How is sickle cell pain processed in the brain?
Sickle cell disease (SCD) is the most common genetic blood disorder in the world. Approximately 100,000 Americans, primarily those of African descent, suffer from this condition that is named for the rigid shape that red blood cells take in affected individuals. Pain is one of the primary symptoms of SCD and the leading reason that patients with this condition seek medical attention. Very little is known about how sickle cell disease pain is encoded within the central nervous system. A recent review identified only 4 brain imaging studies completed in patients with SCD, and only 3 papers have used transgenic mice to understand how the brain is involved in SCD pain. This lack of data is not due to lack of reason; accumulating evidence supports that disease-related neurological changes in the central nervous system, and not just disease-related stroke or cerebral infarct drive sickle cell disease pain. Central sensitization is observed in patients with sickle cell and correlated with pain intensity and frequency. Chronic sickle cell disease pain is also exacerbated by co-morbid mood disorders including clinical depression and anxiety. I am investigating how the amygdala, a brain region traditionally associated with emotional processing, encodes acute and chronic sickle cell disease pain. Understanding how mood and pain information are simultaneously processed in this region will hopefully identify targets or strategies for lessening both disruptive symptoms in individuals with sickle cell disease.

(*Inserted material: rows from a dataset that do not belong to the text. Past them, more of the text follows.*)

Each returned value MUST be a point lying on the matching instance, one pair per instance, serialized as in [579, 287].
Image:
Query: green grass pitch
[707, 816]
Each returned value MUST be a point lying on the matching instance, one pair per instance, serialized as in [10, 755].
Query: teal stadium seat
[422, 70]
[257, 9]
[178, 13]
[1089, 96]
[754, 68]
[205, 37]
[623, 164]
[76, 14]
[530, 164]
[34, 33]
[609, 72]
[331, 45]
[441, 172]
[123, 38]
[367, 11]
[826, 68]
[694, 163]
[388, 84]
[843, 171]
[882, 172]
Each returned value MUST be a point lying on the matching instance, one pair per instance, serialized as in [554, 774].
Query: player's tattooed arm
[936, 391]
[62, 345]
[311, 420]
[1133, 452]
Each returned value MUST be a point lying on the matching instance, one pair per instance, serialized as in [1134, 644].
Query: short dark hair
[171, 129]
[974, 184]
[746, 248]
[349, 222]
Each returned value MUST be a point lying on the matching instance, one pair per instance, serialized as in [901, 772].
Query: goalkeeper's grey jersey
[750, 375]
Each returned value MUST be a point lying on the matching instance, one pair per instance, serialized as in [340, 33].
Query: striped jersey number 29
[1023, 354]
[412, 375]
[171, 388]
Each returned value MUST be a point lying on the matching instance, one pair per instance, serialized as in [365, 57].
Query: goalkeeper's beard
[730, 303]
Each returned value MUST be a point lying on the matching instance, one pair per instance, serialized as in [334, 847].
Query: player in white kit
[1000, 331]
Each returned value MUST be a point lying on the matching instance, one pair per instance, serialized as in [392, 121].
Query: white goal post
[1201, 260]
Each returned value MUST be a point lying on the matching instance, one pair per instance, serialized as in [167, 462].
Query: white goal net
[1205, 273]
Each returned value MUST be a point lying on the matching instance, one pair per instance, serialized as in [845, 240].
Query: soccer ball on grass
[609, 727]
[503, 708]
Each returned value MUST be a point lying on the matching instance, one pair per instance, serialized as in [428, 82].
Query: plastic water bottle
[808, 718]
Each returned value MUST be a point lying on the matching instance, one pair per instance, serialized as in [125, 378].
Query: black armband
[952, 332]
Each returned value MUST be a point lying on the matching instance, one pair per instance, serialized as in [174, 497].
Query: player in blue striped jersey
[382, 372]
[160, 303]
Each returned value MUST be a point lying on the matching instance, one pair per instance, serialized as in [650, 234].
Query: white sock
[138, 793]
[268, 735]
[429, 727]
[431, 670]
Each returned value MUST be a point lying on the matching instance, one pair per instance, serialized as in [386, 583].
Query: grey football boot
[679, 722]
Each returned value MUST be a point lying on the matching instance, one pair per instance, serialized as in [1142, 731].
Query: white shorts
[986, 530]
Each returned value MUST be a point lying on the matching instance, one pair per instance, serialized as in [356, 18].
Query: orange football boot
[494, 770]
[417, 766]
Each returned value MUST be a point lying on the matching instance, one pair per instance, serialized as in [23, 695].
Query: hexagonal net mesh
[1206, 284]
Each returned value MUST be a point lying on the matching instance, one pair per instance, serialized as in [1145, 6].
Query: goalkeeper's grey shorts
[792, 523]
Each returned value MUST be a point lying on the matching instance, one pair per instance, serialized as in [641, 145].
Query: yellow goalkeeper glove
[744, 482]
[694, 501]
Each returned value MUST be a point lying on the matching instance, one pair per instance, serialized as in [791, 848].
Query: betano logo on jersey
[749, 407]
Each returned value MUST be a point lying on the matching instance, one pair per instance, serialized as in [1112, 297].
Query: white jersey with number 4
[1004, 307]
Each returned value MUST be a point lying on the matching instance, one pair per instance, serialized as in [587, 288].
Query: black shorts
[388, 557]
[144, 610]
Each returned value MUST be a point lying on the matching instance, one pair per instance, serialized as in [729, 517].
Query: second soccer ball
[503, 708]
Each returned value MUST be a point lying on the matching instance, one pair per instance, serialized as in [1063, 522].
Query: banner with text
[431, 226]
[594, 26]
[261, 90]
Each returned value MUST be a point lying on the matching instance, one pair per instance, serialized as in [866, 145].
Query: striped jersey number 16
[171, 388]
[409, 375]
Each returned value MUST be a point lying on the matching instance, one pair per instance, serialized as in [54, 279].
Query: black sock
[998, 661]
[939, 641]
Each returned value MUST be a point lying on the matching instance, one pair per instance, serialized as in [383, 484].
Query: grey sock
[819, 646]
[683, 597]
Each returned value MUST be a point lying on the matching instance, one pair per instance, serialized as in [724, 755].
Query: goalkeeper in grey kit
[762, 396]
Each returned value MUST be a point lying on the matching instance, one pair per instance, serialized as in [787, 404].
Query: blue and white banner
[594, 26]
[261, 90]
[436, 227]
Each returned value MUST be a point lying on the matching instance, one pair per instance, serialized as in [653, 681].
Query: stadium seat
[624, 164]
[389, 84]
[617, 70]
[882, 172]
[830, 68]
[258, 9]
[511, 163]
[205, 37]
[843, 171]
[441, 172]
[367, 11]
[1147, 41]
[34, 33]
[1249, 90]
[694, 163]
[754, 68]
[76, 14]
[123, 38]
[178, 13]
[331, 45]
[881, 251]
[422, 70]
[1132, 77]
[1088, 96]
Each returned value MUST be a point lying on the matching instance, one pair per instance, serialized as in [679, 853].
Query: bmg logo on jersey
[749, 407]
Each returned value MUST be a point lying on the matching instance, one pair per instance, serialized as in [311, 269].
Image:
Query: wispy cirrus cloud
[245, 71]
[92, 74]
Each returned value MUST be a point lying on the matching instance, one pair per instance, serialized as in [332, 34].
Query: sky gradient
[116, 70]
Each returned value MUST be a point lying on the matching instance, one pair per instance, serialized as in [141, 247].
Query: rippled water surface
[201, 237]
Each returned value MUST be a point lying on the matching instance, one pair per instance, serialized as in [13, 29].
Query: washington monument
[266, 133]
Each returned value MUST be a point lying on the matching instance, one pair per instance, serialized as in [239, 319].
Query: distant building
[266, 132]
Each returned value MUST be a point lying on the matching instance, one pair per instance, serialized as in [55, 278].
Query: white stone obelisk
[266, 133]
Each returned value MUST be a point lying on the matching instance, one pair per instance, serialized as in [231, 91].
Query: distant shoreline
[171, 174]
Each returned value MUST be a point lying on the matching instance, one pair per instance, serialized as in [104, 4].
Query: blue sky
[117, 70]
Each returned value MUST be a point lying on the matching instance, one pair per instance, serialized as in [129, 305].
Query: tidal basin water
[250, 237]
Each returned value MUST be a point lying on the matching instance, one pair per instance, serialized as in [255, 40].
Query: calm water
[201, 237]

K99/R00: Sickle cell disease gut dysbiosis effects on CNS pain processing
- NHLBI (NIH) [2021/08–2026/07]
Pain is the most common complication for patients with sickle cell disease. Very little is known about how sickle cell disease pain is processed in the brain, and as a result, few non-opioid based therapies are used to treat this symptom. In this proposal, we will manipulate gut bacteria in sickle cell disease mice then measure pain-related brain activity and behaviors to identify new targets for sickle cell disease pain treatments.
F32: Fibroblast-to-neuron communication in muscle pain
- NINDS (NIH) [2018/02–2019/11]
Chronic muscle pain is the leading cause of long-term disability in the United States, but the mechanisms for this condition are not well understood. This proposal investigates how chronic muscle pain is mediated by communication between sensory neurons, the cells that transmit muscle pain signals, and fibroblasts, the cells that provide structural support for muscle tissue.
F31: Effects of Central Amygdala Lateralization on Descending Control of Bladder Pain
- NIDDK (NIH) [2014/09–2016/12]
The contributions of supraspinal processing to visceral pain conditions are relatively unknown. By studying the central amygdala and its involvement in bladder pain, a better understanding of nociceptive modulation and novel treatment targets for visceral pain conditions will be found.